●侍ジャパンが苦戦している。
今日のキューバ戦は是が非でも勝って決勝ラウンドに進出してもらいたいものだ。
侍ジャパンの「侍」をウィキペディア(Wikipedia)で調べてみたら、武士階級の中でも特に上層の存在で、特別視されたのが「侍」らしい。
そんな誇り高き名を冠した侍ジャパン、がんばれ!
●武士の起こりは関東地方(昔の坂東(ばんどう)地方)であることから”坂東武士”とか”坂東侍”などとも呼ばれる。

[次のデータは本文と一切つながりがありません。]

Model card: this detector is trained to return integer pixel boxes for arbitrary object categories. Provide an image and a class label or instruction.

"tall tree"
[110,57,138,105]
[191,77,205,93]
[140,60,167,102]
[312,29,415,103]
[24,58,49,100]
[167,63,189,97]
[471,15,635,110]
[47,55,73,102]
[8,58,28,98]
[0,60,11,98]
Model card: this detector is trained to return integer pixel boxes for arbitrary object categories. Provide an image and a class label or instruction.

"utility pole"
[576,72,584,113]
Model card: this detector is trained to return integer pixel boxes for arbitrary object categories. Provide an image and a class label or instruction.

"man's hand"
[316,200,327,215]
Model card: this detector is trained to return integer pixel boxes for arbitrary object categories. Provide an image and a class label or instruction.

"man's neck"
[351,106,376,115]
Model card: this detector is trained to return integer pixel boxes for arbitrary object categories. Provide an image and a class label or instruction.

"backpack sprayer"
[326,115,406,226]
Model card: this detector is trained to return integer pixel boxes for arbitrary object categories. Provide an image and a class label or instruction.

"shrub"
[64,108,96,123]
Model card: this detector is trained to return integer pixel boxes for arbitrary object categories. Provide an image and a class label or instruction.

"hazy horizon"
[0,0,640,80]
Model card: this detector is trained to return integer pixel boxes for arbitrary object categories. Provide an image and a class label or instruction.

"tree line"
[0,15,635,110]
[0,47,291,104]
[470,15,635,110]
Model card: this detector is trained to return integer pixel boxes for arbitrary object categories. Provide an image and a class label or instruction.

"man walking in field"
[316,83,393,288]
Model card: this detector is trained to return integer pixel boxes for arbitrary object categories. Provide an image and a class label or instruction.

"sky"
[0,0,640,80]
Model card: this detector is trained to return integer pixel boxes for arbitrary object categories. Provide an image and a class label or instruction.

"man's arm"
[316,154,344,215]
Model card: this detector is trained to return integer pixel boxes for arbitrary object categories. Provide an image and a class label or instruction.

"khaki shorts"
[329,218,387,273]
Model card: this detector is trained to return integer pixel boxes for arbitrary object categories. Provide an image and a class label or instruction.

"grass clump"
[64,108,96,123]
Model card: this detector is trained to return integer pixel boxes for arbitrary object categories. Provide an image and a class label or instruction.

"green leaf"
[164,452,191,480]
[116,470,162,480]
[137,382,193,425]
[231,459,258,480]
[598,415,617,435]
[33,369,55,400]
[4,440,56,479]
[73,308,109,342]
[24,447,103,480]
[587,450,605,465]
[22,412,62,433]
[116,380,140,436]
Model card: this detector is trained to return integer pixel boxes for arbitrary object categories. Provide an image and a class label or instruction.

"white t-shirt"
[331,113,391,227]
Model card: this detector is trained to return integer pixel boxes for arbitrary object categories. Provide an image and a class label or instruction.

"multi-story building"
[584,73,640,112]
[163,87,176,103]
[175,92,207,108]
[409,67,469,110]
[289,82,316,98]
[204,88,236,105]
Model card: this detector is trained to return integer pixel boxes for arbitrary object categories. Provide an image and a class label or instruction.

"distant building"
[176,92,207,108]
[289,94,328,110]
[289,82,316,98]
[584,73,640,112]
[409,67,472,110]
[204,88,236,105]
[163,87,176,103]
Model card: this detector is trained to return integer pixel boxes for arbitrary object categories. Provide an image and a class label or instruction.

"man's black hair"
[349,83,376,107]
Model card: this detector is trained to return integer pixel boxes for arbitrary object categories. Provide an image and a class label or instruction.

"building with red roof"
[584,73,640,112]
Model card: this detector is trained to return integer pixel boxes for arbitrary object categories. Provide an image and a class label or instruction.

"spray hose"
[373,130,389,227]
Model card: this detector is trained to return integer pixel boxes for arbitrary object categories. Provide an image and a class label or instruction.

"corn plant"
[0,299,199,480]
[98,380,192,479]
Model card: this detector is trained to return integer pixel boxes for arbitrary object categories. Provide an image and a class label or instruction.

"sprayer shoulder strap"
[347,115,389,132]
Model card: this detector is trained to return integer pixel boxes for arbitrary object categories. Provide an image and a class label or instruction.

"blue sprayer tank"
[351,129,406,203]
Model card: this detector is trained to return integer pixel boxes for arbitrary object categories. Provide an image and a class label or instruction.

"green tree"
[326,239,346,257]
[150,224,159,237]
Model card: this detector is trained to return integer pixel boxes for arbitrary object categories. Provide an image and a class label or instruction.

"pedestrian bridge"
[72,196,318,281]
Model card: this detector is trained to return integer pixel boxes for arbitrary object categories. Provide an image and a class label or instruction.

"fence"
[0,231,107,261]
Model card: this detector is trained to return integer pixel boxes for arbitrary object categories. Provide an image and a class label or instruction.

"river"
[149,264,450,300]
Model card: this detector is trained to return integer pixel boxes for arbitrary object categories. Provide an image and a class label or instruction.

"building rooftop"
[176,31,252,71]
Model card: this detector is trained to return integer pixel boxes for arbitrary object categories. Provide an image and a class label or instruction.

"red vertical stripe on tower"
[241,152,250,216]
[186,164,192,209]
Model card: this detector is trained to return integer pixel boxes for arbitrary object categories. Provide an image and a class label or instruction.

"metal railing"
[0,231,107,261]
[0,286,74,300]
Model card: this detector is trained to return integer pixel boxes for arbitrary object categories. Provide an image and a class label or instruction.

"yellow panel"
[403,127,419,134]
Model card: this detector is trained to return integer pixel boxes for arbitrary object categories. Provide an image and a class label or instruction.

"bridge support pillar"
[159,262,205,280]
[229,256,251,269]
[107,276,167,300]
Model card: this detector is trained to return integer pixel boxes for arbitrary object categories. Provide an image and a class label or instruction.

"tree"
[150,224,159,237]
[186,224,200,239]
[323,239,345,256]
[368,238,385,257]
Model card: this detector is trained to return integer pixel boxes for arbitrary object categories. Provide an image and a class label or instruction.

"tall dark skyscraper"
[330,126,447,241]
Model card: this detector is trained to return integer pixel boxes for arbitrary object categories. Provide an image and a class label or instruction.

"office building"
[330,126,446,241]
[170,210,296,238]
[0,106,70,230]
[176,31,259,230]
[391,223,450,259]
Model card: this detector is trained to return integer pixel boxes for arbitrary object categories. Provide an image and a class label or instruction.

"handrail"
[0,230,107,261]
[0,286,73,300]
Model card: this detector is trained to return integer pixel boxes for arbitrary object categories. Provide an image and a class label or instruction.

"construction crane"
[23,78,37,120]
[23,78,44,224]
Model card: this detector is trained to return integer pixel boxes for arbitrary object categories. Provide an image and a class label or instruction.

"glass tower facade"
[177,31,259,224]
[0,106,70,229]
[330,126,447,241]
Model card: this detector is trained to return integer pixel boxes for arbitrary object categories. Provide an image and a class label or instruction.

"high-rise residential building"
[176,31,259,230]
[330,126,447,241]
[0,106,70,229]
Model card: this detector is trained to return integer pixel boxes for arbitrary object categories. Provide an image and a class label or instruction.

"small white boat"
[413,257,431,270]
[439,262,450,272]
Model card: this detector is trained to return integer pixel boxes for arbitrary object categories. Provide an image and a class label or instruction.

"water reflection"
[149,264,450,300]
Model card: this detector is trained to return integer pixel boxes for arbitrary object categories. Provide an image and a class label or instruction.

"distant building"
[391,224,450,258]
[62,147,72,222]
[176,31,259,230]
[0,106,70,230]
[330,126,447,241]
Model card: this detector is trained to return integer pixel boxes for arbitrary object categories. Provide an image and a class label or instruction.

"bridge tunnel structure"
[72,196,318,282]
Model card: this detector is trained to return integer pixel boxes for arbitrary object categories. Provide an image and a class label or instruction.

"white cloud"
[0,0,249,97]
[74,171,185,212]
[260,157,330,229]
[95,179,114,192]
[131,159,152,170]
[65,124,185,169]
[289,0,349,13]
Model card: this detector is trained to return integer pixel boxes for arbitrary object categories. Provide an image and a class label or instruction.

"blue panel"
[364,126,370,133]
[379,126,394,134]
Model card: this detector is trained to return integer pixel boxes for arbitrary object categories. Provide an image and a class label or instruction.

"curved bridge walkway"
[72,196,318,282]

武士のルーツは公的な軍事警察のようなものだったという。今でいえば自衛隊の小さいもののような存在だろうか。
やがて彼らが政治的にも力をつけはじめ、遂にそれらを統一して政権を公家から奪い取ったのが源頼朝の鎌倉幕府だ。
●この時代の武士は、とにかく無教養であったと言われる。
当時の武士がどの程度無教養であったかは諸説紛々で、真偽のほどは定かでないが、平安貴族より劣っていたとしても何ら不思議ではない。
司馬遼太郎の講演「歴史小説家の視点」によれば、その無教養時代ゆえに鎌倉時代は他のどの時代よりも彫刻が栄えたと、いうことになる。
●司馬によると、本来日本人は二次元の芸術を好む。
古くは和歌や俳句、絵画や書、最近では写真や映画やマンガなどだ。
たしかにどれも二次元で平面的なものだ。
それに対して彫刻やオブジェ、あるいは近代美術館にあるような立体的な芸術は三次元であり、たしかにあまり好まれない。それがヨーロッパと比較した日本文化の特長だと司馬はいう。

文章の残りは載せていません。